I swallow hard, the question pulling me up, even if just a little. I don’t want to explain this—not really. Talking about it feels like exposing the cracks, the mess. But she’s waiting, her hand still steady around mine, her thumb brushing gently against my knuckle as I find the words.

“It’s like…” I start, pausing to take a slow, deliberate breath. “It’s like being trapped in a spinning wheel. The same thought, the same fear, it keeps coming around, only faster and faster. And I can’t…” My voice falters, and I press my lips together, trying to shove back the wave of emotion threatening to choke me. “I can’t get off. It’s like if I don’t keep…” I tap my fingers against my leg once, a ghost of the earlier rhythm. “If I don’t do something to break it, the thought gets bigger. Louder. It swallows me.”

Mabel’s grip on my hand tightens, just a little, and when I finally dare to meet her eyes, they’re steady. Calm. Her expression isn’t full of fear or judgment. It’s her. The same Mabel who’s been a safe place for me. The one who got mad about a trolley then chipped her tooth. The one whose kisses ground me and make me feel so warm and gooey on the inside that I can forget what day it is.

“What can I do?” she asks. Simple. Direct. And somehow, it’s enough to cut through the fog, just for a second.

“This,” I say, giving her hand a squeeze. “You’re already doing it.”

Her thumb brushes over my knuckles again, and I focus on the warmth of her touch. My breathing starts to slow, each inhale a little deeper, each exhale a little steadier.
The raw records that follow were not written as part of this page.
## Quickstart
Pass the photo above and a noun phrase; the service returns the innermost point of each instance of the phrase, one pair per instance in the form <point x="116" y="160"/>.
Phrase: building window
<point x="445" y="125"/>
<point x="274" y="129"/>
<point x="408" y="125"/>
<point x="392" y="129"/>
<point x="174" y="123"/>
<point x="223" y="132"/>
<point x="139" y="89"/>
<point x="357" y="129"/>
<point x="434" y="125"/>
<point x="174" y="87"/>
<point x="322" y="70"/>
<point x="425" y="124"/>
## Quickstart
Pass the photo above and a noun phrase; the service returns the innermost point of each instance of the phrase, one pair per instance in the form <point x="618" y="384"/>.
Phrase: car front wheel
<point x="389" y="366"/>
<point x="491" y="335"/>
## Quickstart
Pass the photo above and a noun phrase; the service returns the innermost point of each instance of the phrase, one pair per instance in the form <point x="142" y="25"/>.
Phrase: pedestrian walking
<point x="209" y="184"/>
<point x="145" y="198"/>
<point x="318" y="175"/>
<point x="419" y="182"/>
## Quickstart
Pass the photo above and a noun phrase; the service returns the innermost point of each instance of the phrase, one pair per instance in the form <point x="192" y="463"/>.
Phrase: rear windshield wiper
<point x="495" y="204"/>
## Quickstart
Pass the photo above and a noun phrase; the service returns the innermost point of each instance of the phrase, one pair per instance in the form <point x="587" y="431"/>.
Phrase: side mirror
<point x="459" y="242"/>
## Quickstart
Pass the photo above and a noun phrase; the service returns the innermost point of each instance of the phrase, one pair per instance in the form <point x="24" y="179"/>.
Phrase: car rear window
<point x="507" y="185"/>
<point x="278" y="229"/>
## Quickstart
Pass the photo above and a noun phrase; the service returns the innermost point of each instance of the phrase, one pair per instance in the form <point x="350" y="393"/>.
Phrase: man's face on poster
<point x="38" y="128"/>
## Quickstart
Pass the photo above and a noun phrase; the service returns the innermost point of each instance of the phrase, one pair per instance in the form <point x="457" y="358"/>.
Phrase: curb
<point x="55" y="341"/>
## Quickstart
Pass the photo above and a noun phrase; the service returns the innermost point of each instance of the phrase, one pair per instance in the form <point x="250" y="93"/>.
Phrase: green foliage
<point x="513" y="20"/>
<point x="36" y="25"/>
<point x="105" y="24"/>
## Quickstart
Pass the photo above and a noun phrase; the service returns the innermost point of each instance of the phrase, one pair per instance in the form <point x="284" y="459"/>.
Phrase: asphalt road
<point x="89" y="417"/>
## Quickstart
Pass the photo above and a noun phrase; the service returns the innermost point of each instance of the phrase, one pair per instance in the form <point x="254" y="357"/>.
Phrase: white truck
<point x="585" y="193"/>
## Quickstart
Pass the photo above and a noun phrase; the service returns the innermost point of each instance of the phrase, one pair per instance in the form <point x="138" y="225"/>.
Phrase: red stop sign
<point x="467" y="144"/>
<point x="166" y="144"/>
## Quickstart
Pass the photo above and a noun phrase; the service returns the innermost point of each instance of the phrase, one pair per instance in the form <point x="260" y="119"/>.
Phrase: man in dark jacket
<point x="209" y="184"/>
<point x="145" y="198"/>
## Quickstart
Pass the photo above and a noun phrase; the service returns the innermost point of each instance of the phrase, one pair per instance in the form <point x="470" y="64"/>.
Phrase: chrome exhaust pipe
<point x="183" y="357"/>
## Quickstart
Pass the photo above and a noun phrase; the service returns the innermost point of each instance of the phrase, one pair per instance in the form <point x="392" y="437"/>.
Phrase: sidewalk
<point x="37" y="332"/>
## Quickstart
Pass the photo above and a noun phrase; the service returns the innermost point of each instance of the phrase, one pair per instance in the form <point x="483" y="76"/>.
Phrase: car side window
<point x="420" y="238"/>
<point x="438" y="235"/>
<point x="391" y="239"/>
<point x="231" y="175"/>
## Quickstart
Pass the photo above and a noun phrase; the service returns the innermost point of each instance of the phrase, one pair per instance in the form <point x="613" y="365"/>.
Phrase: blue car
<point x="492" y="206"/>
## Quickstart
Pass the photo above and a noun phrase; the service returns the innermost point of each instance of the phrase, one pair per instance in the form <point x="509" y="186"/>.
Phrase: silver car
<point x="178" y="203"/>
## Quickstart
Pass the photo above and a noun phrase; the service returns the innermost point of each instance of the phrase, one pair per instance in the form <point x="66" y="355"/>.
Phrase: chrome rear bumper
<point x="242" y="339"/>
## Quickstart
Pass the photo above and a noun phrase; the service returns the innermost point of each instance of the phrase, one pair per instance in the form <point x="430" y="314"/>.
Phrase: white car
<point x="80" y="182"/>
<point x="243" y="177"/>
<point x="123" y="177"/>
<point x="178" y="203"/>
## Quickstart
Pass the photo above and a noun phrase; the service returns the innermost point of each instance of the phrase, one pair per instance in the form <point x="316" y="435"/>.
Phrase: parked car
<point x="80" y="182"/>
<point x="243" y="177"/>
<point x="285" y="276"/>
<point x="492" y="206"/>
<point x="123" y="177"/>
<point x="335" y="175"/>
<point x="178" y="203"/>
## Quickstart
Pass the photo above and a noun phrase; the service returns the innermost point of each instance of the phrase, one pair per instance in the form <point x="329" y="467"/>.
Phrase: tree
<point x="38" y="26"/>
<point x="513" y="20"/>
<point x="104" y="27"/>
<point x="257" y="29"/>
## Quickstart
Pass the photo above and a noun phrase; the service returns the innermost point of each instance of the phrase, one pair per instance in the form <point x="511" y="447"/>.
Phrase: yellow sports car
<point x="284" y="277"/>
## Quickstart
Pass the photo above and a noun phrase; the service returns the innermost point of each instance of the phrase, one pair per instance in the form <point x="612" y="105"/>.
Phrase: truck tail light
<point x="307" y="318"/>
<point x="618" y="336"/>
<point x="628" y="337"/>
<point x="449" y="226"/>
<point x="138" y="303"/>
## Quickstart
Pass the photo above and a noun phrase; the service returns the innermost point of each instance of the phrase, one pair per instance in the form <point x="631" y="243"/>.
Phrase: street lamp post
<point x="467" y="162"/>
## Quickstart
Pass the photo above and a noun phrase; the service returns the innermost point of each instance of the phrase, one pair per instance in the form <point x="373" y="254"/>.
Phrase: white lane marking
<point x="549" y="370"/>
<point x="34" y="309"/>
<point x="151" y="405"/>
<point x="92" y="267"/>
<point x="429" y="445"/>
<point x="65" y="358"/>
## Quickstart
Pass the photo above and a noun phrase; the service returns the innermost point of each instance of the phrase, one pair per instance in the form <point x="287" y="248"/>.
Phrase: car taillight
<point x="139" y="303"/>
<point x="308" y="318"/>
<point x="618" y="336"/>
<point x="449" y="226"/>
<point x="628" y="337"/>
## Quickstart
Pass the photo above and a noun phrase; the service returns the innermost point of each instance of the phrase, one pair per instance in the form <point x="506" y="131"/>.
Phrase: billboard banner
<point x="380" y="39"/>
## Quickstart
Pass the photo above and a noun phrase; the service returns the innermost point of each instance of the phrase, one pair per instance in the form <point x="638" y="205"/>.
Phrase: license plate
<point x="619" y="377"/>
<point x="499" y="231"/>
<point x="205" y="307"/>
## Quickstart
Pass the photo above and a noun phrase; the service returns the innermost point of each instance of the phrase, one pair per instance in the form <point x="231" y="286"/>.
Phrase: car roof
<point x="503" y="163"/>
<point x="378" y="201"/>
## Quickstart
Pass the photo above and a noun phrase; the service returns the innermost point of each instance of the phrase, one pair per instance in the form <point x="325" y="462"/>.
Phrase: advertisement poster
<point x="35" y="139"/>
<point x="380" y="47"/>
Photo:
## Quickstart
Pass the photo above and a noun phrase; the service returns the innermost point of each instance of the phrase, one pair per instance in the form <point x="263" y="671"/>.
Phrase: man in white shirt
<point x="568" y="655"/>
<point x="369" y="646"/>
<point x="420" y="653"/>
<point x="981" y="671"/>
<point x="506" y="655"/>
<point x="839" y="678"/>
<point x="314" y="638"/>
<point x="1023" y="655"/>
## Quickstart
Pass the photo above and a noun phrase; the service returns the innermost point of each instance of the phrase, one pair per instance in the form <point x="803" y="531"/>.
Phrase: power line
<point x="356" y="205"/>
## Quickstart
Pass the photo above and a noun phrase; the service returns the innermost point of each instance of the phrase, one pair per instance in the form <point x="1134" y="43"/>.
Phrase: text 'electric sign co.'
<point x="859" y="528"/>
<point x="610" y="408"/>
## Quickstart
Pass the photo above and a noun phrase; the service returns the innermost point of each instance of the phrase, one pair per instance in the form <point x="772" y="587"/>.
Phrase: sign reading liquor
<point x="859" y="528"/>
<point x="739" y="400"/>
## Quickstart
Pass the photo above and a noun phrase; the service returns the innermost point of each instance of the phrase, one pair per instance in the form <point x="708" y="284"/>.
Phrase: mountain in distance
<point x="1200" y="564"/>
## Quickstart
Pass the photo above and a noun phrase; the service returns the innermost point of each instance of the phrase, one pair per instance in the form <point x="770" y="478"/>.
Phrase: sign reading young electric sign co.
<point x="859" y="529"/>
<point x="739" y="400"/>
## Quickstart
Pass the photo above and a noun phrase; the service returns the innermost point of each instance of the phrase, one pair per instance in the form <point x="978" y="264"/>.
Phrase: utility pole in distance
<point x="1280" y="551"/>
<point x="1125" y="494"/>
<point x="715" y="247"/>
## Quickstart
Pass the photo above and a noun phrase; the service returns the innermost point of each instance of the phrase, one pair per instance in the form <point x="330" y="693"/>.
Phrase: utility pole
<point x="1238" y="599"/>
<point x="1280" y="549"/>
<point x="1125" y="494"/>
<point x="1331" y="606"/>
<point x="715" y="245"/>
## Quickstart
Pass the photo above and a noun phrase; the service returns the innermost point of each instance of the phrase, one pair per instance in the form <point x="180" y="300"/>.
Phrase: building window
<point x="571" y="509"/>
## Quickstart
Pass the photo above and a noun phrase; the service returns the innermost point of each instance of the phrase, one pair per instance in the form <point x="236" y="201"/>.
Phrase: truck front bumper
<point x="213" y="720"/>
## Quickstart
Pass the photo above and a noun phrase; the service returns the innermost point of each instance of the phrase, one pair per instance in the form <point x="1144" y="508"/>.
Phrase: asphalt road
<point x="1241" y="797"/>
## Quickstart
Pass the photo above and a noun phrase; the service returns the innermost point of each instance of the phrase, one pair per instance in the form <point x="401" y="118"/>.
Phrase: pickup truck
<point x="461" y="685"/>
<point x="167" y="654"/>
The chaos in my mind doesn’t disappear entirely, but it begins to quiet, the spinning wheel slowing to a manageable pace. My chest feels lighter, and the tightness gripping my ribs loosens, letting me take a full breath for the first time since it started.

Beside me, Mabel simply stands still, and is with me. And it’s all I need. We stay this way for a few more minutes, until I feel as close to myself as I’m going to right now.

“Will you take me to see him?” I ask. “Clément?”

“Are you sure you don’t want to wait until later?”

I shake my head. “I’d like to talk to him.”

“We will, but first, let’s make sure you’ve stopped carrying around all that guilt,” she says, her teasing tone softening the air around us. “Otherwise, he might just slap some sense into you.” Her voice softens as she steps closer. “Listen, you need to really hear me on this: none of this—absolutely none of it—is your fault. You’ve been holding on to blame that doesn’t belong to you, and it’s time to let it go.”

There’s a moment when someone is talking and you think you’re on one subject, but then all of sudden, there’s a change in their tone and it makes you realize this convo is veering onto another path altogether.

“Are we still talking about Clément?”

“I’m talking about all of it.” Mabel pulls her jacket tighter around her. “You blame yourself for your mom, but her accident wasn’t your fault. Me falling a few minutes ago? Not your fault. Clément getting hurt in a game tonight? Not your fault.”

She makes sense. Man, I am thankful one of us is thinking straight. “What am I going to do when you’re gone?”

Mabel chuckles. “Live a more peaceful life. One where my mother probably hunts you down and begs you to come over and help her with her to-do list, but peaceful nonetheless.”

“I’m sure she has more pictures I can hang,” I say as I rake my fingers through my hair. “But you make me feel like I’m a ship that’s finally anchored in its port. I’m not ashamed to say that since we met, I’ve been my sanest in years.”

“Asher, it’s not like we won’t stay in touch after I go back East.” She looks at me, tilting her head to the side. “Is that what you mean?”

I hadn’t considered a world where wedidn’tstay in touch, but suddenly I’m wondering. What if she goes back to New York and we text every day, making time to chat on video or call each other as often as we can. Then how long until the consistency of those calls dies off and we’re lucky if we text once a week? The thought of her no longer in my life makes me more than sad. It freaks me out. She has her dreams, a job, a schedule, and I have mine.

“When do you leave?”

“A couple days after Halloween.”

“So, there’s still time,” I tease, wagging a finger in the air.

“If you’re trying to convince me to stay…” she murmurs, her voice soft but uncertain.

“A guy can hope,” I reply, forcing a grin.